Le « Style International » moderniste (l’une des cibles principales de Salingaros) élimine les éléments de moyenne et petite échelle au seul profit de ceux de grande échelle, tant il est avide d’immenses surfaces vides et dépourvues de tout ornement. Salingaros nous dit que ce manque de hiérarchie est aliénant pour l’homme, dès lors qu’il ne correspond pas à sa manière de percevoir et d’appréhender les choses.
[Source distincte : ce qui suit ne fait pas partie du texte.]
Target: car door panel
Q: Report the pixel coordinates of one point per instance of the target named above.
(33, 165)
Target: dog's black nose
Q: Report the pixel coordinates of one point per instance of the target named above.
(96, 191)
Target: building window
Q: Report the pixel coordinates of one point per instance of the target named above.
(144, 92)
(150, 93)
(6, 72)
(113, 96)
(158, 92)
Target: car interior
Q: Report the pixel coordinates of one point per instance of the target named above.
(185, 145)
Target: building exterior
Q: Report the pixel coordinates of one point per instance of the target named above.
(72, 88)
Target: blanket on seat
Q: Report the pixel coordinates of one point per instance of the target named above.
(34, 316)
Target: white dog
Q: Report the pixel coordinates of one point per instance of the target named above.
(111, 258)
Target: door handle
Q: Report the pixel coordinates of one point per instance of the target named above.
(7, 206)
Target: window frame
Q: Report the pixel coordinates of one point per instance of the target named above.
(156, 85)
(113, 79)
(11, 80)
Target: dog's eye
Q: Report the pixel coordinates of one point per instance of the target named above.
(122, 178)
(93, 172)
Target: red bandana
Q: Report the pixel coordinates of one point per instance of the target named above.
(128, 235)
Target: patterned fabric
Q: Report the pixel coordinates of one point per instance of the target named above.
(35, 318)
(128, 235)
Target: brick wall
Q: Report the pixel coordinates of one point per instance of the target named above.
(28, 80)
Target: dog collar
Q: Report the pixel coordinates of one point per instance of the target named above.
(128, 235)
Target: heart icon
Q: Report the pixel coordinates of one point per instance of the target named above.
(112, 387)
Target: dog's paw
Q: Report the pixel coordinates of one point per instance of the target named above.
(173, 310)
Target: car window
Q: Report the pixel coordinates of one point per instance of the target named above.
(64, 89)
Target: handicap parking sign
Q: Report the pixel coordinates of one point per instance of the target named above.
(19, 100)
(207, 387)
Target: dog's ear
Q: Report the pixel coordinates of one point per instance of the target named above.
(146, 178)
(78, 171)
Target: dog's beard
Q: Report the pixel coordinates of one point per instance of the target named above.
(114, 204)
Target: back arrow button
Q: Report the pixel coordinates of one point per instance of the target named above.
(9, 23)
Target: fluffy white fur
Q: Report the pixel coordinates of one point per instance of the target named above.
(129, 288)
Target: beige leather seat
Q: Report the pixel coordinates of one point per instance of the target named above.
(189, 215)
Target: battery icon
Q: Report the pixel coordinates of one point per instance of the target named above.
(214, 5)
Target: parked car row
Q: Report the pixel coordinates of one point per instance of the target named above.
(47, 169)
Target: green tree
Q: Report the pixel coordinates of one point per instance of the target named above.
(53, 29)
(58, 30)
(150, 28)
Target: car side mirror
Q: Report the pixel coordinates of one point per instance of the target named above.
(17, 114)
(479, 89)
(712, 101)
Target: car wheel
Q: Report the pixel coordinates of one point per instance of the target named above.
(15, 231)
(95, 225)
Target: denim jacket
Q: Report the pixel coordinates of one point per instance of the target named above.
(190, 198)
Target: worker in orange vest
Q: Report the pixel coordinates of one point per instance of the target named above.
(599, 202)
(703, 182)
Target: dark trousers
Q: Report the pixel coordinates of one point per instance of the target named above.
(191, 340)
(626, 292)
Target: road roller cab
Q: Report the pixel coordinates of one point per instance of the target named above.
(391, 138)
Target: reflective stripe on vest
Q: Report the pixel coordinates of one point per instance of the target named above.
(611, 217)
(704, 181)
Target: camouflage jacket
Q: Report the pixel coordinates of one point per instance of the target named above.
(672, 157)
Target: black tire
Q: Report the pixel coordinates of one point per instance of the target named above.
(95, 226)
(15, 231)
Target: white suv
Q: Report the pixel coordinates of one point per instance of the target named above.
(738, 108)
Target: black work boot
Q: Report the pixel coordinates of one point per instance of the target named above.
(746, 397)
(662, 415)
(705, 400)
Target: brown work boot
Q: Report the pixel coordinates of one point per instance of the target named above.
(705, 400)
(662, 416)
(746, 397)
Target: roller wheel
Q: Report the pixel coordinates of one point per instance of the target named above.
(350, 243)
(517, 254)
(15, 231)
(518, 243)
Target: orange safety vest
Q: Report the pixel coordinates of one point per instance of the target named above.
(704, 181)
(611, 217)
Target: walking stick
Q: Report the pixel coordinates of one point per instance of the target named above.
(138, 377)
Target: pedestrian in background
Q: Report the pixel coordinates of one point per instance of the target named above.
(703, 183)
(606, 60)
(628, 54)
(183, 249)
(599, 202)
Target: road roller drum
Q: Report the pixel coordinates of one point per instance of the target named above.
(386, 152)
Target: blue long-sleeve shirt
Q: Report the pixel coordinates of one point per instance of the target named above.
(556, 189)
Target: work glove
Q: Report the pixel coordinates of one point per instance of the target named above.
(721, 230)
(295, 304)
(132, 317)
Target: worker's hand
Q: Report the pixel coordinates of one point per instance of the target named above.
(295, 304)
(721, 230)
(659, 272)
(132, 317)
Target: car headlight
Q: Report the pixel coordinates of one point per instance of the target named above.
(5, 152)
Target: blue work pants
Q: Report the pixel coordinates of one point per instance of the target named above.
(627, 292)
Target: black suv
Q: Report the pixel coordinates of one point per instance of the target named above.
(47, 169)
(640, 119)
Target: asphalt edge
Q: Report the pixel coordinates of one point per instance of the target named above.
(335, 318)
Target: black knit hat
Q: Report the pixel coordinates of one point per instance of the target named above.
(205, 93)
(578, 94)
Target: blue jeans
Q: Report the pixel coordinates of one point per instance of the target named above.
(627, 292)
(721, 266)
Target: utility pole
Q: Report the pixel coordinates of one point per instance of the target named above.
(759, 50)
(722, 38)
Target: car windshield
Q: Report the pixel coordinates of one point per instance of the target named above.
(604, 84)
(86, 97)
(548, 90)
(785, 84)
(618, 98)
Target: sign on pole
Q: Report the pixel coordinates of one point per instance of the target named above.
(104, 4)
Salingaros développe ces idées de base au fil d’observations fascinantes des bâtiments et de la manière dont nous les percevons, en essayant de formuler les lois de hiérarchisation scalaire susceptibles de régir tant la conception que l’évaluation architecturale. Il a certes tendance à les codifier de manière excessive, du fait probablement de son passé de physicien, mais ses efforts sont certainement heuristiques dès lors qu’ils nous invitent à sortir des dogmes rassis qui pèsent sur les pratiques actuelles.
Selon Salingaros, la hiérarchie et la complexité ont un impact visuel à de multiples distances d’approche. Un bâtiment ordinaire (d’environ dix étages) devrait avoir huit à dix niveaux d’échelle, en commençant par les éléments de détail, tels que le grain du bois ou la texture de la pierre, à peine visibles à l’œil nu (de 1/16 à 1/4 de pouce). Chaque niveau ultérieur devrait être à une échelle de deux à quatre fois plus grande que le précédent, sans en sauter un seul (par conséquent, ces niveaux d’échelle pourraient être les suivants : 1/8", 1/2", 1", 4",1’6", 6’, 24’, 72’, soit 2mm, 8mm, 24mm, 96mm, 3m, 9m, 27m, 81m ; en notant que le facteur d’échelle varie). Les éléments d’un niveau donné bénéficient de leur « formatage » par ceux du niveau immédiatement inférieur. Il est également question de la manière dont les éléments et les groupements sont définis par contraste ou similitude, tel l’encadrement des fenêtres des immeubles parisiens du 18ème siècle qui « tranche » avec le reste de la façade.
Evidemment, ces lois ne suffiraient pas pour une conception architecturale assistée par ordinateur. Il y a bien d’autres qualités et contraintes à prendre en compte. Des règles de proportion peuvent améliorer n’importe quel travail de conception ou presque - mais elles n’ont rien à dire sur la mécanique des structures, les fonctions du bâtiment, les contraintes d’implantation ou les règlements d’urbanisme.
D’une façon moins explicite, mais tout aussi éloquente, Salingaros met en avant (et essaie de justifier scientifiquement) un processus de conception où toute décision à un niveau d’échelle donné influe sur celles qui ont trait à chacun des autres, plutôt qu’un processus qui déclinerait un thème grandiose et dominant. Il nous explique pourquoi les perspectives « à l’œil nu » sont plus pertinentes que les esquisses sur planche à dessin (en plans et sections), et pourquoi des bâtiments, qui ont « l’air bien » sur le papier (à petite échelle), sont horribles une fois construits. En tant qu’observateur « extérieur » de l’architecture, il appréhende des concepts qui échappent aux professionnels (ou voit des choses auxquelles ils sont aveugles).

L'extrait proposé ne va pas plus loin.